Parks – not a statutory service – were recently taken back into council control, but with only a skeleton department. There’s been no new bedding plants in many of the borough’s parks for months, and most of the staff who are hired on temporary contracts will be laid off over the winter with no guarantee that there will be any work for them come next Spring.
Two-thirds of the borough’s public libraries – which are a statutory service – have been shut since the first lockdown in March. The council now says it cannot afford to reopen those which have been shut; the possibility that some library sites could be sold off for redevelopment – as the Labour council has considered previously – cannot be ruled out.
Sources in Fisher’s Folly say that as well as putting remaining staff on four day weeks – and so cutting their wages by 20 per cent – one other cost-cutting measure being given serious consideration is reducing the frequency of residents’ bin collections from once every two weeks to three weeks.
Rubbish contractors Veolia say that they have been collecting more refuse than ever around the borough and so recently were awarded a contract increase.

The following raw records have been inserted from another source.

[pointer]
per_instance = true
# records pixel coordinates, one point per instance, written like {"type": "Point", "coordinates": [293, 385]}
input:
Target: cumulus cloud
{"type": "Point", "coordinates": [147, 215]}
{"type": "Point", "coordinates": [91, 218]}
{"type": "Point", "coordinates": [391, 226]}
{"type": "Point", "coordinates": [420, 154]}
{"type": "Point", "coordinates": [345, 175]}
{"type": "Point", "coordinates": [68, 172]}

A move to three-weekly bin collections could reduce that multi-million-pound bill by around one-third. Expect there to be some lame justification about us all recycling more and so not needing collections as frequently any longer.
And then there’s Fisher’s Folly itself.
The cost of the vastly over-priced building, at £150million, has been sitting on the council’s balance sheet like a cold turd since the previous Tory regime allowed John Laing to make their handsome profits. Three floors are already occupied by corporate lodgers in an effort to raise some revenue, but Council Tax-payers have had to fund the interest payments on the building for almost a decade.
When Northamptonshire issued their S114 in 2018, one of the first money-making measures they took was the sale of the council offices, which were promptly leased back for council use. That is being looked at by Croydon, though with two huge snags.
First, the council is unlikely to realise much more than £30million for their prized asset, and that’s even if the commercial property market was stable. But that reckons without covid-19, and a “new normal” with millions of people working from home. Most commercial organisations are seriously reviewing whether they will ever again need large-scale office space.
Finding a buyer for one slightly soiled glass palace in the centre of run-down central Croydon could be a challenge that is beyond even Katherine Kerswell.